Let me halt on my Uncommercial road, to throw a passing glance on some funeral solemnities that I have seen where North American Indians, African Magicians, and Tonga Islanders, are supposed not to be.

Once, I dwelt in an Italian city, where there dwelt with me for a while, an Englishman of an amiable nature, great enthusiasm, and no discretion. This friend discovered a desolate stranger, mourning over the unexpected death of one very dear to him, in a solitary cottage among the vineyards of an outlying village. The circumstances of the bereavement were unusually distressing; and the survivor, new to the peasants and the country, sorely needed help, being alone with the remains. With some difficulty, but with the strong influence of a purpose at once gentle, disinterested, and determined, my friend - Mr. Kindheart - obtained access to the mourner, and undertook to arrange the burial.

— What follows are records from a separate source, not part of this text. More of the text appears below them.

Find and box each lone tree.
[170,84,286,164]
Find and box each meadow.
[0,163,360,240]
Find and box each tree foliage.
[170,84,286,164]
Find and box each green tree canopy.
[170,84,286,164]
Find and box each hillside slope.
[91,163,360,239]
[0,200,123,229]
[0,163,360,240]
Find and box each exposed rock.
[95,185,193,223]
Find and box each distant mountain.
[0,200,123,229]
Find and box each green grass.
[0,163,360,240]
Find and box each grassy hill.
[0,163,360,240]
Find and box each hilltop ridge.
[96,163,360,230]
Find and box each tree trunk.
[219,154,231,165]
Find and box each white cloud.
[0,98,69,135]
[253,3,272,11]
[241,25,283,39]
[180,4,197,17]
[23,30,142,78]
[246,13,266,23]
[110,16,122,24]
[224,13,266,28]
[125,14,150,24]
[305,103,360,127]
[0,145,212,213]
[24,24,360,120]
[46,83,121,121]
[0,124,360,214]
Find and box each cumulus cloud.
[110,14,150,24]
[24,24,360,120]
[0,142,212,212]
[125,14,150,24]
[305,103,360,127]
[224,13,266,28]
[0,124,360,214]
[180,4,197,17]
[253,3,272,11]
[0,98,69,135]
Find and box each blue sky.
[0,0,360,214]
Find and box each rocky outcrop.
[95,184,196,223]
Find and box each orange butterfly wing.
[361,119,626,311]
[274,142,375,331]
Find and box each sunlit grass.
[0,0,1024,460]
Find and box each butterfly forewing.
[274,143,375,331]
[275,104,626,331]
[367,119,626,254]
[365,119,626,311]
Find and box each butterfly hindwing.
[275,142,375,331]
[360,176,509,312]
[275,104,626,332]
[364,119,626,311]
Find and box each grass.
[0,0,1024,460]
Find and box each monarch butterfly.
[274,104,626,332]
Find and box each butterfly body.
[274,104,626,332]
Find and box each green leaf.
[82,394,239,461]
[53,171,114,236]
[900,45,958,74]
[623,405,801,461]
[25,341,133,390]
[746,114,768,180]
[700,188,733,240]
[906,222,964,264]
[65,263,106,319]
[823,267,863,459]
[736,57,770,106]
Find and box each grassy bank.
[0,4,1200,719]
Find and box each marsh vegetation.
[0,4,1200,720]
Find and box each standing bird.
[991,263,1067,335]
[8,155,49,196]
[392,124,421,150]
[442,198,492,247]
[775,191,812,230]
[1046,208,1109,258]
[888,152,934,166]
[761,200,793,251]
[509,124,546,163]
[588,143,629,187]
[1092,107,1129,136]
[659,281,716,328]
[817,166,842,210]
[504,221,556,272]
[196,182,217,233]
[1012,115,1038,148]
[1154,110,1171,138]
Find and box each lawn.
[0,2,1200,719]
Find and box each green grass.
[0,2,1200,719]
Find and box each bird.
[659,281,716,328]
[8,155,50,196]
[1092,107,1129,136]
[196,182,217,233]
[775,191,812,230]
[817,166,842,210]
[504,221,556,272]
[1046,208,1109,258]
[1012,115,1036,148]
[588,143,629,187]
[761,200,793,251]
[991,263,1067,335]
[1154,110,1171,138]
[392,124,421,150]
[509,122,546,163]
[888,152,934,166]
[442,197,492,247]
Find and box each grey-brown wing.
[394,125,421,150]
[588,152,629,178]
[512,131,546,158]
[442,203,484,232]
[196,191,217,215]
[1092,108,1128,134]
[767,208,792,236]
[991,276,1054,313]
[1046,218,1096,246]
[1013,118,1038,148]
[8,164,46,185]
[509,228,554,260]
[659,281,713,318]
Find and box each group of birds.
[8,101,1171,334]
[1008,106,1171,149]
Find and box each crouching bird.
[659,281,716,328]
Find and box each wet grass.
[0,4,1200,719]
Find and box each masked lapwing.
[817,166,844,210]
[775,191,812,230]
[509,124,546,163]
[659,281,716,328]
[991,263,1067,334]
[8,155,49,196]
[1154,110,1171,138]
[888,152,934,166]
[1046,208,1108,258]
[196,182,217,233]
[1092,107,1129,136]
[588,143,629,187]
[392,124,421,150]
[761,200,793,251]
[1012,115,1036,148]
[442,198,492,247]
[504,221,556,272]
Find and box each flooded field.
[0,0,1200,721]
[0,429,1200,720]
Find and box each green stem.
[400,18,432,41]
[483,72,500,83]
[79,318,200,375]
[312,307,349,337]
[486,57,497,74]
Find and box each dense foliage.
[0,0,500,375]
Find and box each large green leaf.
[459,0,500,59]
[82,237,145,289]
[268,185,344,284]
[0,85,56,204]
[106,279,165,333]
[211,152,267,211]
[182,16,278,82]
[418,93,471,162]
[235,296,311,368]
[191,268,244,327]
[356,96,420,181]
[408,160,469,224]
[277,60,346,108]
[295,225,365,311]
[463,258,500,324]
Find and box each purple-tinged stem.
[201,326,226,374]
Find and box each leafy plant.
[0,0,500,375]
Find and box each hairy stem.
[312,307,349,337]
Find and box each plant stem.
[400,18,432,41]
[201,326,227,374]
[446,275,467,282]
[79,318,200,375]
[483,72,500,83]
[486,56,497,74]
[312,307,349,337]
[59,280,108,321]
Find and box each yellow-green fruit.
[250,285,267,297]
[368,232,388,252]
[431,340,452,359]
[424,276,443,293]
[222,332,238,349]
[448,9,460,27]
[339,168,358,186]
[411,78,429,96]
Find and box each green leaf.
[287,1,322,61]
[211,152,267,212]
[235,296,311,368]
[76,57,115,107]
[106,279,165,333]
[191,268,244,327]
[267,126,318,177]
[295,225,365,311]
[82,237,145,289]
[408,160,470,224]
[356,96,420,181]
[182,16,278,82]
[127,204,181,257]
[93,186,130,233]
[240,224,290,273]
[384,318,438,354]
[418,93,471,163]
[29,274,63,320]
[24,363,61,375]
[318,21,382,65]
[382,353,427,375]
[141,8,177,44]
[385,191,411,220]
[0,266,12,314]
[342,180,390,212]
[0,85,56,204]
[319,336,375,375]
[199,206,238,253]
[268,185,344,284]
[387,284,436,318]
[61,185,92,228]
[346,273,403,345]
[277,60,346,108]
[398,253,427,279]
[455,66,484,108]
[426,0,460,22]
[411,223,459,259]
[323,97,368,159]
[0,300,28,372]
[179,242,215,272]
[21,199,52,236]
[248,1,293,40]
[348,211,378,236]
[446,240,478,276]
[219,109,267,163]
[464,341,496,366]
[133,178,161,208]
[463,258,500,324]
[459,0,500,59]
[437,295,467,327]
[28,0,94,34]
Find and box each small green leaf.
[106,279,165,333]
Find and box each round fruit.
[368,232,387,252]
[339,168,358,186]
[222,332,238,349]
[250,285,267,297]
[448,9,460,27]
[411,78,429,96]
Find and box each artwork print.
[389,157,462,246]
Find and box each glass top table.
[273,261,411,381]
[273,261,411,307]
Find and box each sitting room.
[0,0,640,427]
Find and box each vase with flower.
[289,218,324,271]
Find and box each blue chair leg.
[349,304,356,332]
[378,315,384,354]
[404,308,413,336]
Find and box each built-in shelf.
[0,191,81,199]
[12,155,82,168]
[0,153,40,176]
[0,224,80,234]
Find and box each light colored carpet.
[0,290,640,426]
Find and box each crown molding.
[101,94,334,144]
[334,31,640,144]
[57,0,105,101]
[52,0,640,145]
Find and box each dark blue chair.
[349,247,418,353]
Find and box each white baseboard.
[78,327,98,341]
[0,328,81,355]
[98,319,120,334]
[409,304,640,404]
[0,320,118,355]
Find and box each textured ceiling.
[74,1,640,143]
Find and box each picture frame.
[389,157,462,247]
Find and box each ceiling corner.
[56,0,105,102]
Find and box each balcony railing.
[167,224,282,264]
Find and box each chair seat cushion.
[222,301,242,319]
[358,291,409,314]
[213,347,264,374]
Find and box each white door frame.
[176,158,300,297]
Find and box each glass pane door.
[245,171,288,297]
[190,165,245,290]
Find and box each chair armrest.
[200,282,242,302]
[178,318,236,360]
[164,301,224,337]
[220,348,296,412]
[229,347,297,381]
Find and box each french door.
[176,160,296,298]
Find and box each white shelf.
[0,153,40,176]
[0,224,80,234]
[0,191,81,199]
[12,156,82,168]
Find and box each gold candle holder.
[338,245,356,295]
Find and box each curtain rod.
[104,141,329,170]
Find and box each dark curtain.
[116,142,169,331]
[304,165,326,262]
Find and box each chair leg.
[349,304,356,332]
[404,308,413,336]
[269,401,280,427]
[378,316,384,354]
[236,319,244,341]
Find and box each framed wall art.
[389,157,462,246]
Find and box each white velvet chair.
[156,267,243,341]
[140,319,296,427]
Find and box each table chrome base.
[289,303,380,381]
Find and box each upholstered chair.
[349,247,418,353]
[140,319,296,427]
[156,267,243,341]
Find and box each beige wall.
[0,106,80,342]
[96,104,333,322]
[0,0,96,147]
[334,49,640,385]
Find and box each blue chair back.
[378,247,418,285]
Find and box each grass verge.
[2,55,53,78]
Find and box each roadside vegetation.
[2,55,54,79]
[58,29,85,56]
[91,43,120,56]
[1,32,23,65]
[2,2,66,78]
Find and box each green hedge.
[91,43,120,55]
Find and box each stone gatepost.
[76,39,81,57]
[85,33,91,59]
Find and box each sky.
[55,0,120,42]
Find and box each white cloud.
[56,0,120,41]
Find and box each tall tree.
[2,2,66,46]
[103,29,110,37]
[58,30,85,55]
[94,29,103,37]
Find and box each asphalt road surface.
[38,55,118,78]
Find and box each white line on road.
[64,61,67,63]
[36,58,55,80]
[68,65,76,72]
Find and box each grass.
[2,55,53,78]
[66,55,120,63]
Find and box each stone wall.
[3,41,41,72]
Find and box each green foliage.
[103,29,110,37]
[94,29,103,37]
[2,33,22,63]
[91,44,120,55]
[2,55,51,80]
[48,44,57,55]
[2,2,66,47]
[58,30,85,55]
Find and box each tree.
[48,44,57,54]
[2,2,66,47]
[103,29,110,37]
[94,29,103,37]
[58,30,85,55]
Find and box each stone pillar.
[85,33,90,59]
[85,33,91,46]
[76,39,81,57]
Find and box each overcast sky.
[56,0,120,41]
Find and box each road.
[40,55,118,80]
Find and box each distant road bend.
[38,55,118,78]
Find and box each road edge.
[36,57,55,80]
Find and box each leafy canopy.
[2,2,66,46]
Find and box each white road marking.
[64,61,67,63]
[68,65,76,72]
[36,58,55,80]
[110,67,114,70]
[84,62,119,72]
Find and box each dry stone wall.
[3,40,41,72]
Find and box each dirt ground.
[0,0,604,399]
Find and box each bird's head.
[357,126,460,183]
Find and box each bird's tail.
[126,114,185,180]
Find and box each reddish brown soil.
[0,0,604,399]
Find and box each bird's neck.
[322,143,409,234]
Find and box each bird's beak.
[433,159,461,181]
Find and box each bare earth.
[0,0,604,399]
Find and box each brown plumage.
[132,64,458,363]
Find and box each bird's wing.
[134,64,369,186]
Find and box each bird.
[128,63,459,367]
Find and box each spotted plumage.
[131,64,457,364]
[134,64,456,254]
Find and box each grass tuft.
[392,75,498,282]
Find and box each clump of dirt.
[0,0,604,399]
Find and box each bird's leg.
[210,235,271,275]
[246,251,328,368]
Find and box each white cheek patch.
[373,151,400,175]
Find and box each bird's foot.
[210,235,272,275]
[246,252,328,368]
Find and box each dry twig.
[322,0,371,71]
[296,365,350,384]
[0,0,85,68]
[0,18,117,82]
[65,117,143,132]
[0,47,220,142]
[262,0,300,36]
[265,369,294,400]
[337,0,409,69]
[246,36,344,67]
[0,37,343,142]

There was a small Protestant cemetery near the city walls, and as Mr. Kindheart came back to me, he turned into it and chose the spot. He was always highly flushed when rendering a service unaided, and I knew that to make him happy I must keep aloof from his ministration. But when at dinner he warmed with the good action of the day, and conceived the brilliant idea of comforting the mourner with 'an English funeral,' I ventured to intimate that I thought that institution, which was not absolutely sublime at home, might prove a failure in Italian hands. However, Mr.

Kindheart was so enraptured with his conception, that he presently wrote down into the town requesting the attendance with to-morrow's earliest light of a certain little upholsterer. This upholsterer was famous for speaking the unintelligible local dialect (his own) in a far more unintelligible manner than any other man alive.

When from my bath next morning I overheard Mr. Kindheart and the upholsterer in conference on the top of an echoing staircase; and when I overheard Mr. Kindheart rendering English Undertaking phrases into very choice Italian, and the upholsterer replying in the unknown Tongues; and when I furthermore remembered that the local funerals had no resemblance to English funerals; I became in my secret bosom apprehensive. But Mr. Kindheart informed me at breakfast that measures had been taken to ensure a signal success.

As the funeral was to take place at sunset, and as I knew to which of the city gates it must tend, I went out at that gate as the sun descended, and walked along the dusty, dusty road. I had not walked far, when I encountered this procession:

1. Mr. Kindheart, much abashed, on an immense grey horse.